Your cycle explained

We've all asked ourselves at one point or another; why do I need to have my period every month?

The truth is that the menstrual cycle is an impressive process, and learning more about it can be an empowering way to become more in tune with your body.

What are periods?

Every month from puberty to menopause, the body prepares itself for pregnancy by thickening the lining of the uterus. This allows a fertilized egg to implant, giving you the ability to get pregnant.

In short, if no egg is implanted, then the body releases the thickened tissue that it no longer needs. Along with blood, the tissue is expelled each month through the vagina as your period.

What is the menstrual cycle?

The menstrual cycle is a series of phases that you body undergoes each month. While the average menstrual cycle is around 28 days long, it's common for cycles to range from 21-40 days in length.

Your cycle can be broken down into a few main phases and each phase has a purpose, accompanied by certain observations and symptoms.

1. The Menstrual Phase (Days 1-7)

The first day that you experience bleeding is counted as the first day of a new menstrual cycle. Menstruation typically lasts 2 to 7 days, and can be accompanied by symptoms such as cramps, fatigue and sore breasts. Learn more about period pain here.

The first day of the menstrual phase also marks day one of the follicular phase (days 1-14). Throughout the follicular phase, your ovaries begin to prepare an egg to be released for ovulation.

2. Follicular Phase (Day 1-14)

From the start of your period (day 1) until ovulation, you're in the follicular phase. This phase is when the uterine lining thickens in preparation for a fertilized egg to be implanted, leading to pregnancy. During this phase, the ovaries ready the egg to be released into the uterus on day 14 (the day of ovulation) by increasing reproductive hormone production.

3. Ovulation (Mid Cycle)

Ovulation occurs when an egg is released from the ovary into the fallopian tube and commonly occurs around the middle of your cycle. If you have a 28 day cycle, this means around day 14. Signs of ovulation can include a higher sex drive or a pain in one side of the lower abdomen known as 'mittelschmerz'.

4. Luteal Phase (Days 15-28)

During the luteal phase, your body thickens the lining of uterus ready for a possible pregnancy. If you don't get pregnant after ovulation, then reproductive hormone levels begin to drop, which will eventually result in the shedding of the uterus lining.

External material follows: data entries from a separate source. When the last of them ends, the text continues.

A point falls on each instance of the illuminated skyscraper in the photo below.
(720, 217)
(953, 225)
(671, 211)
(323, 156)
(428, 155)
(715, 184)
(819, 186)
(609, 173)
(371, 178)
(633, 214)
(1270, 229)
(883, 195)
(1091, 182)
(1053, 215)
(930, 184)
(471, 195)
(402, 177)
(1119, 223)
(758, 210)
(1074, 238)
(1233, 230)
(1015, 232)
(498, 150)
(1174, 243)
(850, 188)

During this phase PMS symptoms like bloating, irritability and mood swings can occur, and eventually this cycle ends with the start of your next period.

Your cycle made simple

Understand the phases of your cycle can help you manage symptoms, schedule plans according to your phase, or know when to have sex if you're trying for a baby. Cycles helps to visualize each phase of your cycle so you always know what to expect. Here's how you can feel in tune with your body and get started with tracking today.

Did you know?

  • The average woman will have 400-450 cycles during her lifetime.
  • Your voice might change depending on your cycle phase!
  • Period syncing with people you spend time with us a myth.